Tchorski
Tchorski
La base aérienne abandonnée (1/2)

 
L'enregistrement du vent au sein de la base, un vrai régal glacial à écouter auprès du feu.

Cette page est un petit récit de promenade au sein d'un aérodrome partiellement abandonné. Plus précisément il s'agit de deux pistes en cours d'utilisation, et d'un important volume de casernements qui eux sont abandonnés depuis un peu plus de 20 ans. Si le site pouvait être intéressant il y a quelques mois, il est à ce jour dans un état de vandalisme et de démolition alarmant. Ce n'est nullement étonnant puisqu'il a fait l'objet d'un récent engouement de la part du milieu urbex. Dès lors les lieux se voient soumis à un ravage total, inéluctable et rapide.

Les photos sont intéressantes à montrer car elles témoignent d'une chose : ce qu'est devenue l'urbex de nos jours. C'est soit un site inoccupé avec gardien plus en option la présence de maître-chien, d'alarmes et/ou de caméras PTZ, soit il s'agit d'un site tel que celui-ci, subissant le ravage forcené de ceux qui ne laissent que des empreintes de pas. Plus que jamais se pose la question : faut-il continuer dans cette voie ? J'avais déjà visité des trucs pourris, voir à ce titre les anciennes papeteries de Genval, mais alors là quelle misère insipide... Le lieu est destiné à être entièrement rasé dans un délai bref, en vue de laisser place à un terrain d'entrainement de la police fédérale et de la protection civile.

Par chance, j'ai l'opportunité de vous en proposer une visite poétique, puisque j'ai eu l'occasion rare et précieuse d'y enregistrer le vent (les pistes de la plaine offrent une très grande prise) et le moins qu'on puisse dire, c'est que la qualité sonore y est d'une qualité peu banale. Ca en fera une visite qui n'est pas inutile, mais ça s'est joué de peu. Je vous souhaite une bonne promenade !

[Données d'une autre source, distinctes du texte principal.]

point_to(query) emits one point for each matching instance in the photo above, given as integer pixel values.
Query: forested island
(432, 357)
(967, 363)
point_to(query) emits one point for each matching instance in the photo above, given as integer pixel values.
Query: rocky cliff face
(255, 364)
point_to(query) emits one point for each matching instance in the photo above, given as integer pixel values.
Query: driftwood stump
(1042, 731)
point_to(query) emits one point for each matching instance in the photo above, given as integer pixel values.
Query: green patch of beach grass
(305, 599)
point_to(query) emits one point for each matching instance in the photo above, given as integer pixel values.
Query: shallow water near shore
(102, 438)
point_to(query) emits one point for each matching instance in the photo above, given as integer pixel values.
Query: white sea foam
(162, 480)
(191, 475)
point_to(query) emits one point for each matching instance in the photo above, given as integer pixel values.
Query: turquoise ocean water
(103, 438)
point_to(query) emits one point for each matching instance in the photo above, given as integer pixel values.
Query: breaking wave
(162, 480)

Et bien… Nous voici à l’approche de ce truc pourri. Dès les premiers instants, on a compris
la haute qualité architecturale et patrimoniale de ce lieu.


Visiter ce genre d’endroit confère au masochisme, au vu des strates et sur-strates de démolitions.

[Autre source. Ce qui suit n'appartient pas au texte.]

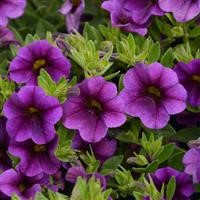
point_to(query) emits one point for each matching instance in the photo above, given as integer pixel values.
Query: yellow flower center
(38, 64)
(22, 187)
(94, 105)
(32, 110)
(39, 148)
(196, 78)
(75, 2)
(154, 91)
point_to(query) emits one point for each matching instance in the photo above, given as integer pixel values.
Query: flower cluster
(135, 16)
(99, 113)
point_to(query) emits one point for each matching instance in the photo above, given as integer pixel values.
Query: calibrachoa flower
(74, 172)
(5, 161)
(6, 37)
(25, 68)
(187, 118)
(32, 114)
(152, 92)
(122, 17)
(36, 158)
(102, 150)
(142, 10)
(10, 10)
(183, 10)
(184, 186)
(96, 109)
(189, 77)
(14, 182)
(191, 160)
(72, 10)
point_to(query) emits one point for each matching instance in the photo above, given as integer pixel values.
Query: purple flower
(189, 77)
(184, 185)
(36, 158)
(183, 10)
(74, 172)
(122, 17)
(96, 109)
(102, 150)
(25, 68)
(10, 10)
(191, 160)
(72, 10)
(142, 10)
(12, 181)
(152, 92)
(189, 119)
(5, 161)
(32, 114)
(6, 37)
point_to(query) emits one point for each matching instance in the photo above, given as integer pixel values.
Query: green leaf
(154, 53)
(168, 58)
(40, 196)
(171, 187)
(64, 152)
(50, 196)
(52, 88)
(195, 32)
(111, 164)
(165, 153)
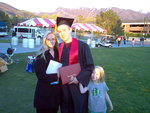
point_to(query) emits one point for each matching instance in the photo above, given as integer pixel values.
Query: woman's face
(64, 32)
(50, 40)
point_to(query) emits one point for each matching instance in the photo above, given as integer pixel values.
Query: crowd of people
(86, 92)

En cette période automnale, en plein milieu de cette campagne à vrai dire sans réel charme, l’ambiance s’avère assez rapidement plombée.


Il ne reste plus qu’un vaste cimetière de ce qui fut auparavant un terrain militaire. Désormais c’est une friche comme tant d’autres, victime de sa fréquentation et des affres du temps qui passe.

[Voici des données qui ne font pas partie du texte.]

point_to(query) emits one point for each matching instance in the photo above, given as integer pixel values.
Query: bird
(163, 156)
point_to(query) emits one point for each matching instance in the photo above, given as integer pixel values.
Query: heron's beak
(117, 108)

De cette domination du vandalisme ne reste plus qu’un espace infiniment triste.


L’ancien bar, qui déjà devait être monotone à l’époque, est aujourd’hui le signe peu folichon
d’une décadence morbide.


Cette gamelle militaire offre le funeste spectacle des occupants partis sur une autre base depuis des lustres.


A chaque pas le spectacle est déplorable, mais bel et bien je peux le dire, le parcours n’est pas terminé.


Un ancien comptoir, probablement celui d’une cantine.


Car derrière se trouve un assez vaste volume de cuisine.


Les couloirs mènent sur des volumes de bâtiments interminables, tous offerts aux
vents glaciaux de cette arrière-saison morose.


Les dégradations sont légion, il faut dire qu’en cette section-là sont
cumulées 20 années d’abandon à tous les vents.


De ce fait, hormis le vandalisme, la dégradation naturelle n’est pas en reste.


Ceci est une invitation bien plaisante !


Chaque porte amenant sur un énième espace apporte son lot de questionnements : continuer ?


En réalité oui, car au bout de l’extrême décadence, il va ressortir un paysage brutal et dantesque.


Celui où plus rien ne subsiste, rongé de moisissures, dévoré par les champignons, accablé par l’humidité, défoncé par les racines.


Le vandalisme est tel que même les murs sont attaqués. Comment peut-on en arriver là ? Mais la fin de la page 2 posera des questions plus gênantes.


Invariable paysage sera, désormais, celui de traverser tous ces couloirs.


Plus rien ne reste et à vrai dire, au travers de nombreux parcours, j’avais déjà vu du béton rongé par les vandales, mais un tel acharnement, ici ça devient pathologique.


Au gré de ces espaces balayés par le mauvais temps, la végétation vient à se plaire.


Tandis que les murs deviennent d’involontaires œuvres d’art mélancoliques.